Boston GM Peter Chiarelli praised the forward's mental toughness.
"He's a very strong person, strong-willed," Chiarelli said. "Quiet, but strong-willed."
Bergeron is getting his game timing back. He wants to prove he's the same player he was before the concussion. Even after the second concussion.
"The game speed is what I need to adjust to the most," Bergeron said. "All my skills are there. It's matter of finding the back of the net pretty much.
"That's the risk you take when you step out on the ice," Bergeron said, insisting he was never concerned the injury could be career-ending. "It never crossed my mind. I know I'll be back. I'll be back as soon as I can. Whatever happens, it's going to be the best for me, and I hope it will be this year."
He was fitted for a new one-piece helmet with softer padding that's designed to absorb the repeated hits that a player takes through the course of the game. And as far as getting cleared to play again, Bergeron believes that’s a mere formality.
At the worst point, Bergeron remembers making his way home to Quebec City, during his absence from hockey, the first time in some five weeks he strayed more than a few miles from his downtown Boston condo. With his mother, Sylvie Bergeron-Cleary, at the wheel, they motored the six-plus hours north, leaving behind both TD Banknorth Garden and a growing, irritating case of cabin fever.

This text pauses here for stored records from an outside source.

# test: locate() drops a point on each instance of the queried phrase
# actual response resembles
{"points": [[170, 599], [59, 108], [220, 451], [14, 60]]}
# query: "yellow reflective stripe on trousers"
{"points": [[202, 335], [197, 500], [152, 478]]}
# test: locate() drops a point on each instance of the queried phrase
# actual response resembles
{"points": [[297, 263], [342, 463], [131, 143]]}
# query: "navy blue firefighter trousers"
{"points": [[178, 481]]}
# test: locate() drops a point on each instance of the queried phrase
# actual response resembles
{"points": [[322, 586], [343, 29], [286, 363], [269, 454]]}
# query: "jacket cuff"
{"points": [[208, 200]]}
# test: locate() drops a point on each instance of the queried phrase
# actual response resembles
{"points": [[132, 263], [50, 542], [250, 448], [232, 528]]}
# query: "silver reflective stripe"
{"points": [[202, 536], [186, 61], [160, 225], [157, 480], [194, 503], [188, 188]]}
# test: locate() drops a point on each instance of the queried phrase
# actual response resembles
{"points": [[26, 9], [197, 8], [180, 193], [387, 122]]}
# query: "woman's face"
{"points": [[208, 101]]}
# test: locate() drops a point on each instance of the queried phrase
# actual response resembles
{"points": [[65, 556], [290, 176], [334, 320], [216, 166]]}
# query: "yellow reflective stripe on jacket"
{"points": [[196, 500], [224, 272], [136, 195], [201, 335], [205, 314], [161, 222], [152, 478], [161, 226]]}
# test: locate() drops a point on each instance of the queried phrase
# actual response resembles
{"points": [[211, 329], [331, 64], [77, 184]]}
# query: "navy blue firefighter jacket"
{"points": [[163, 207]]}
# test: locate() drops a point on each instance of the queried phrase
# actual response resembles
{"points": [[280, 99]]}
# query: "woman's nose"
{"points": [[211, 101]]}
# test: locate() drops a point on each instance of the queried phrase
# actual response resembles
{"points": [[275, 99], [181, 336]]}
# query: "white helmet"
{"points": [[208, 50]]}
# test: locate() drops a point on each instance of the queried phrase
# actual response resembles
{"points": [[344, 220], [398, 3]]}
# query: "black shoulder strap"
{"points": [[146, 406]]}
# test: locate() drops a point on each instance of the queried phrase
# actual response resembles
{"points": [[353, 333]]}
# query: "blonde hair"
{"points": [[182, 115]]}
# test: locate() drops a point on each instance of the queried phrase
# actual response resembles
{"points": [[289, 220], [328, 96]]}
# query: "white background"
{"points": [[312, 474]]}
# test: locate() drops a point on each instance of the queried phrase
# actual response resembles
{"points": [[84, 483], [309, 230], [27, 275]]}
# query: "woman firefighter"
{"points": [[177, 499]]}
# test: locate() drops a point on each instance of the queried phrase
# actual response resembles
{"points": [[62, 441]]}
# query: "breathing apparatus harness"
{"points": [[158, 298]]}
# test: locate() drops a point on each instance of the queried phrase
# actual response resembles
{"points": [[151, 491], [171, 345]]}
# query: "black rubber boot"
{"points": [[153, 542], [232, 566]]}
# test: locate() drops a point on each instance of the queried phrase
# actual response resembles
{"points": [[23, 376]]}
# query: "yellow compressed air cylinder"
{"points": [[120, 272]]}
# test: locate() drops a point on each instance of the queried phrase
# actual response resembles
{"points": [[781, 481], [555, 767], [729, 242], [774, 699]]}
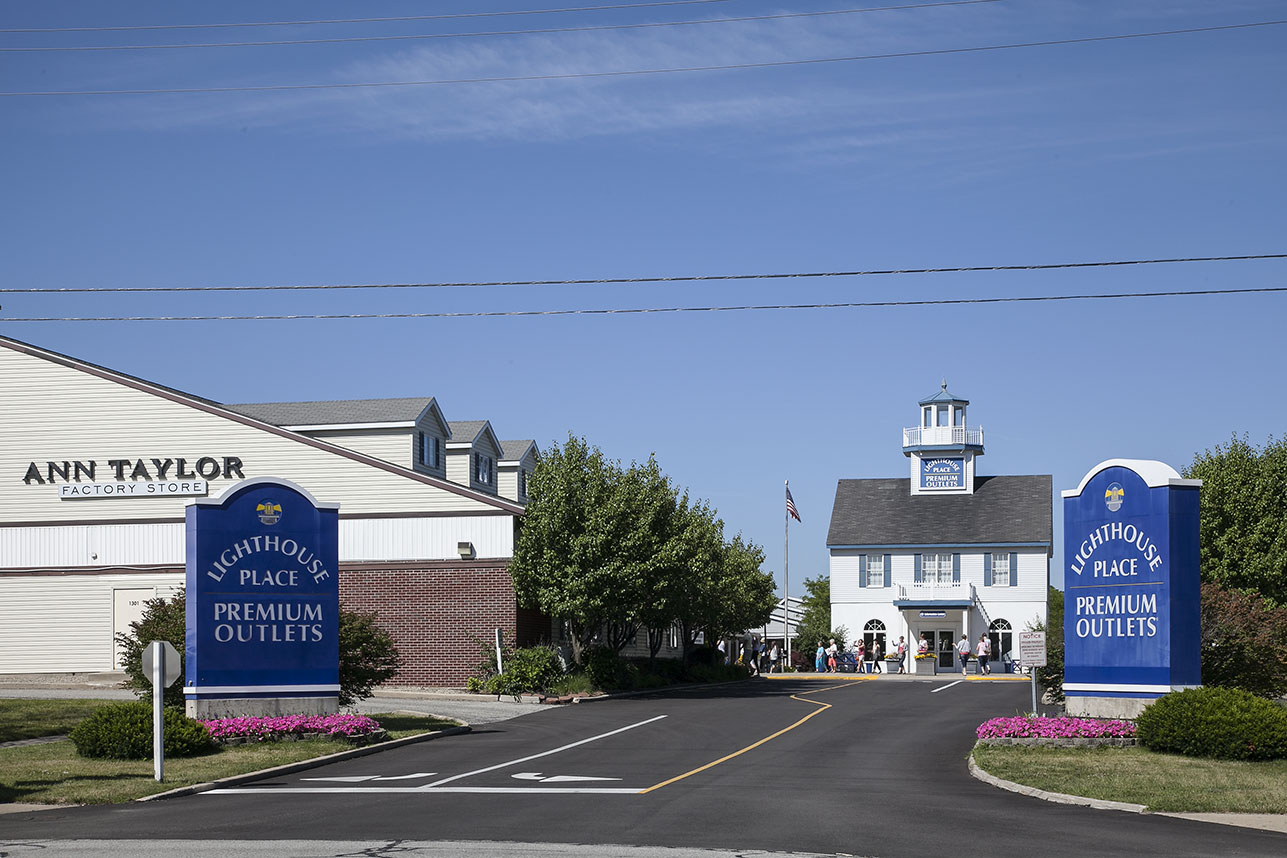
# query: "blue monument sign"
{"points": [[1131, 589], [263, 602]]}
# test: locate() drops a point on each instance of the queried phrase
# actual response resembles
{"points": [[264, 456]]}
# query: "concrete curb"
{"points": [[303, 766], [1058, 798], [1261, 821]]}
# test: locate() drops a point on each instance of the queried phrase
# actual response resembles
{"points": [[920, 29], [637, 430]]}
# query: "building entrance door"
{"points": [[946, 648]]}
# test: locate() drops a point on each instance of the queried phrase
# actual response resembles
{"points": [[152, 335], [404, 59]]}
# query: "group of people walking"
{"points": [[829, 657], [982, 651]]}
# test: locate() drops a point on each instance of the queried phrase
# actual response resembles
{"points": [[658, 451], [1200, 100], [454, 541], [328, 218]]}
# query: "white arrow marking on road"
{"points": [[559, 778], [359, 778]]}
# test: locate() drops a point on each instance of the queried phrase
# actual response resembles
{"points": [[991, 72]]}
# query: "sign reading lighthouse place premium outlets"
{"points": [[1131, 591], [263, 609], [944, 472]]}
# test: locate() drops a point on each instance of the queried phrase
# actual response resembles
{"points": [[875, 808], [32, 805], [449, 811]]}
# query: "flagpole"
{"points": [[787, 576]]}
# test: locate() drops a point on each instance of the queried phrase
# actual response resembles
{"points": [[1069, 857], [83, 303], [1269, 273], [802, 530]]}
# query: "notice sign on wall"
{"points": [[944, 472], [1130, 582], [263, 609]]}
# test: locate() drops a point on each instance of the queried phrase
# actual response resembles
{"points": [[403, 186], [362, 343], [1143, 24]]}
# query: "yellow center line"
{"points": [[749, 748]]}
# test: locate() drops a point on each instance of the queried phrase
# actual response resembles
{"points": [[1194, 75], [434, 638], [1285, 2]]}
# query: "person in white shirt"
{"points": [[982, 652]]}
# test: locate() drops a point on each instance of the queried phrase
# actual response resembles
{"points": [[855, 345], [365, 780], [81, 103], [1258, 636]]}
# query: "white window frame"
{"points": [[936, 569], [1001, 570], [875, 570]]}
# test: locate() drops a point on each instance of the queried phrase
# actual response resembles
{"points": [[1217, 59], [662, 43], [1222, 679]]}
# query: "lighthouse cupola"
{"points": [[941, 447]]}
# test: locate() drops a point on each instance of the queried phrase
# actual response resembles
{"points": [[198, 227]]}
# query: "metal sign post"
{"points": [[161, 665], [1032, 656]]}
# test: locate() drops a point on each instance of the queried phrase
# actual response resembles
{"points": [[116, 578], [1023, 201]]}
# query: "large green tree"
{"points": [[611, 551], [568, 560], [816, 618], [1245, 516]]}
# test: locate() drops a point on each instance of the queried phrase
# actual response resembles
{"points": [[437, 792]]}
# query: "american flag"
{"points": [[790, 506]]}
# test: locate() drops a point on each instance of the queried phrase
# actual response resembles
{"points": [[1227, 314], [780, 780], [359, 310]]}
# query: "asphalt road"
{"points": [[864, 768]]}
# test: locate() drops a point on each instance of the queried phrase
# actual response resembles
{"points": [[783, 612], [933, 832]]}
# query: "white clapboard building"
{"points": [[944, 552], [97, 468]]}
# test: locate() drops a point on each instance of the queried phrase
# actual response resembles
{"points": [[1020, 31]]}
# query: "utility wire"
{"points": [[1028, 299], [367, 21], [510, 79], [501, 32], [622, 281]]}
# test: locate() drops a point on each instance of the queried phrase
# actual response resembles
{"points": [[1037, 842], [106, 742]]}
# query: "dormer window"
{"points": [[481, 468], [430, 450]]}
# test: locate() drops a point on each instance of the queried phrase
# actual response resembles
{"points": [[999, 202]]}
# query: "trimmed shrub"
{"points": [[1220, 723], [368, 656], [124, 732], [162, 620], [1243, 642], [605, 668]]}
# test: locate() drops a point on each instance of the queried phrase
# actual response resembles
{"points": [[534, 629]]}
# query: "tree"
{"points": [[1243, 642], [1245, 516], [816, 616], [584, 543], [368, 655]]}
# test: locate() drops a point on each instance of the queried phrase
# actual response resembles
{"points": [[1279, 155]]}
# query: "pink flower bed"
{"points": [[270, 728], [1028, 727]]}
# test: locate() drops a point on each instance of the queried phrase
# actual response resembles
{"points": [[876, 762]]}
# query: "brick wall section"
{"points": [[436, 615]]}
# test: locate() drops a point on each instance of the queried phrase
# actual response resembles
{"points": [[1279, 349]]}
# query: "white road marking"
{"points": [[559, 778], [416, 790], [359, 778], [536, 757]]}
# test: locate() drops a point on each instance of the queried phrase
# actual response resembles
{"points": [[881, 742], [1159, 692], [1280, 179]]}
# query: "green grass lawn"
{"points": [[53, 773], [1162, 782], [36, 718]]}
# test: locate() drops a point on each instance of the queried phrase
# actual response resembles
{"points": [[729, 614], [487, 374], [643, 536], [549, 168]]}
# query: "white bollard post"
{"points": [[157, 710]]}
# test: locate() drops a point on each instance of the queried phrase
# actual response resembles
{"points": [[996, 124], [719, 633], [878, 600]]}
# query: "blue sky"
{"points": [[1137, 148]]}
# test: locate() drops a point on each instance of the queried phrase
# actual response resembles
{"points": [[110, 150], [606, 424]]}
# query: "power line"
{"points": [[545, 31], [367, 21], [1027, 299], [511, 79], [626, 281]]}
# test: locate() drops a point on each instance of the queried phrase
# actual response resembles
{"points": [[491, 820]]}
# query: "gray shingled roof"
{"points": [[466, 430], [514, 450], [335, 412], [1010, 510]]}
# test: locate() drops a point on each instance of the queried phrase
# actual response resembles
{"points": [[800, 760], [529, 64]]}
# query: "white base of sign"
{"points": [[261, 706]]}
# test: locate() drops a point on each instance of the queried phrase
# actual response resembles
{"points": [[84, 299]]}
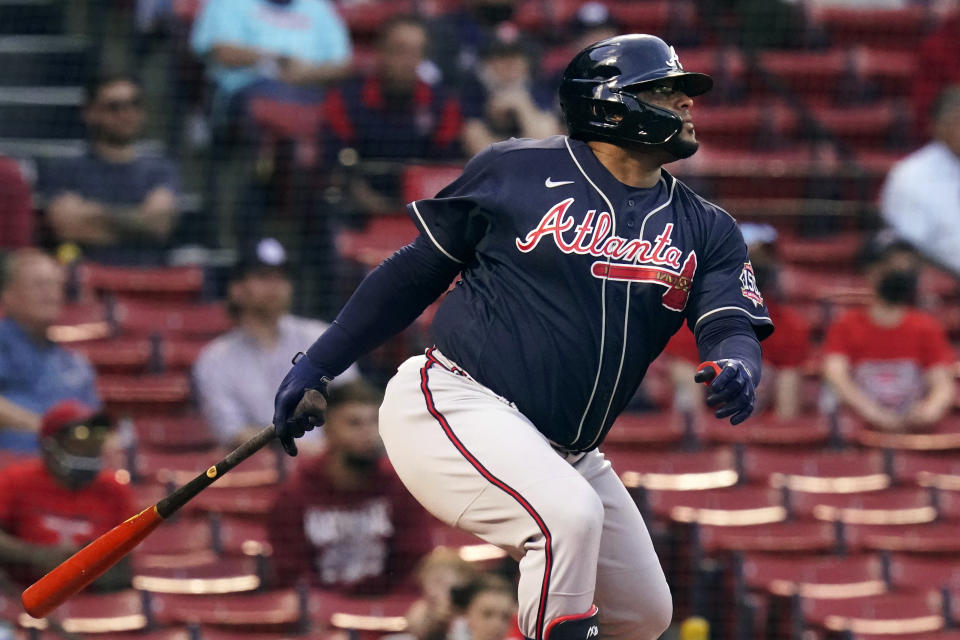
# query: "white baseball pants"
{"points": [[475, 462]]}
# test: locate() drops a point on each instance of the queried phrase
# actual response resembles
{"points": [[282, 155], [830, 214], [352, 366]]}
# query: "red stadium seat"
{"points": [[928, 469], [173, 434], [237, 501], [736, 506], [807, 432], [887, 613], [815, 576], [884, 28], [808, 72], [935, 538], [17, 221], [169, 284], [918, 573], [384, 614], [237, 535], [80, 322], [900, 506], [202, 321], [838, 251], [676, 471], [93, 613], [179, 354], [830, 472], [945, 437], [220, 576], [640, 431], [278, 611], [779, 537], [137, 395], [182, 535]]}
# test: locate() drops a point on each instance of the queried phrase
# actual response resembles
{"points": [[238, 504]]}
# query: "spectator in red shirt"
{"points": [[345, 522], [52, 505], [890, 362], [784, 353], [390, 114]]}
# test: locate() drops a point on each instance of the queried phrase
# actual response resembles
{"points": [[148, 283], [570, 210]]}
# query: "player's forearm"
{"points": [[16, 417], [13, 550], [385, 303], [940, 397], [787, 393], [838, 377]]}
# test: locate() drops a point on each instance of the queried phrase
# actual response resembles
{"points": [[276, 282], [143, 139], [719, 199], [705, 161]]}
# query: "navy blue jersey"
{"points": [[573, 282]]}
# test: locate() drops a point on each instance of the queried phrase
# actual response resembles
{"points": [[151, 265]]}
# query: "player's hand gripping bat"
{"points": [[86, 565]]}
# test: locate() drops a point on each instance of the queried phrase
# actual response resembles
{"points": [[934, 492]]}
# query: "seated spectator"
{"points": [[784, 352], [269, 46], [890, 363], [52, 506], [444, 578], [390, 114], [35, 373], [236, 375], [344, 521], [921, 196], [117, 204], [503, 99]]}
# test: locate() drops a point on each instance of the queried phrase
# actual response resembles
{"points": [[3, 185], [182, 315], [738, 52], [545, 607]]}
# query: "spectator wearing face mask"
{"points": [[784, 353], [504, 98], [52, 505], [345, 522], [889, 363]]}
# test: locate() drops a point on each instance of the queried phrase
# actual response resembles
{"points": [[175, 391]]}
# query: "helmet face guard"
{"points": [[597, 92]]}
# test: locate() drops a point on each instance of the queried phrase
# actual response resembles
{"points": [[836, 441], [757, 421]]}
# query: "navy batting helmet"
{"points": [[597, 87]]}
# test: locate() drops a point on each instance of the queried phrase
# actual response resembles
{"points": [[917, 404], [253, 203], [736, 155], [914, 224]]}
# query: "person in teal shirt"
{"points": [[300, 43]]}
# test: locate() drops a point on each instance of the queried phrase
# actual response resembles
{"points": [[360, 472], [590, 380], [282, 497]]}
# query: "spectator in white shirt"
{"points": [[236, 375], [921, 196]]}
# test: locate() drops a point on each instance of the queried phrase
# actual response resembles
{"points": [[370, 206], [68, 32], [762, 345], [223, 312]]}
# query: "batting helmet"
{"points": [[597, 90]]}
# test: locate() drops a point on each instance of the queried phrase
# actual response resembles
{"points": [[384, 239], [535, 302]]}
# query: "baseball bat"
{"points": [[90, 562]]}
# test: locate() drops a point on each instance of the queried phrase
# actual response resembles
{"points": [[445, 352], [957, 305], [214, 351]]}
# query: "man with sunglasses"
{"points": [[116, 203], [52, 505]]}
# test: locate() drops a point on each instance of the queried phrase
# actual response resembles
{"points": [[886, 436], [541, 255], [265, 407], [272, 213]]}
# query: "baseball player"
{"points": [[578, 257]]}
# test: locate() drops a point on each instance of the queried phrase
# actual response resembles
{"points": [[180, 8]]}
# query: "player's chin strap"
{"points": [[579, 627]]}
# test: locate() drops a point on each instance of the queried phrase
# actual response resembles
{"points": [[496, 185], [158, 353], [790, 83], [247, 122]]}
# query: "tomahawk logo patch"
{"points": [[748, 285]]}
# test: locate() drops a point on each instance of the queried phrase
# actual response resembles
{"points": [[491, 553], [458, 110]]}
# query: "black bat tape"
{"points": [[184, 494]]}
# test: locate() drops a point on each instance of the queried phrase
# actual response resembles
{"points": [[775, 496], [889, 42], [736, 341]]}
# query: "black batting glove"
{"points": [[300, 403], [730, 388]]}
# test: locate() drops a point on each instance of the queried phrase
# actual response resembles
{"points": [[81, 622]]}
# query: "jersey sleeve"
{"points": [[457, 218], [725, 284]]}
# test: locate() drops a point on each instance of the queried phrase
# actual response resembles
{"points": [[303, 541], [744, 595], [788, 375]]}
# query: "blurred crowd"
{"points": [[289, 126]]}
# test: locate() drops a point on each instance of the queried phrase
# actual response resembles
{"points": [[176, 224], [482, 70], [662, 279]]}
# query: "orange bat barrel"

"The walls were kind of closing in on me at the end," he recalled. "So it was good to get out of there, you know, to get a change of scenery, see my family. But most important, just be able to relax, have some quiet time . . . and just look at something different than those walls."
He said he stretched every day and goes for walks. With his improved concentration and focus, he has been able to make those walks a little longer each day.
Improvement a few steps at a time.
That in a nutshell is Patrice Bergeron. He explained that when he was drafted he took everything much more seriously, starting with nutrition and training his body.
"I realized I could get there and I could get to the next level," said Patrice. "I was always at the gym, but I felt that with a personal trainer, I would do the right things and they would teach me really what to do.
"Now, I’m working out with other NHL'ers and they have the same goal that I do. Having that makes you want it even more and sometimes you see them putting more weight than you on certain drills, so you want to catch up.
"It’s just, I guess, a challenge for me in the summer and it helps me get ready for the season."
"Relentless," is the word that Julien used to describe Bergeron.
The evolution of Patrice Bergeron, the high and lows, shows a very determined athlete just coming into his own.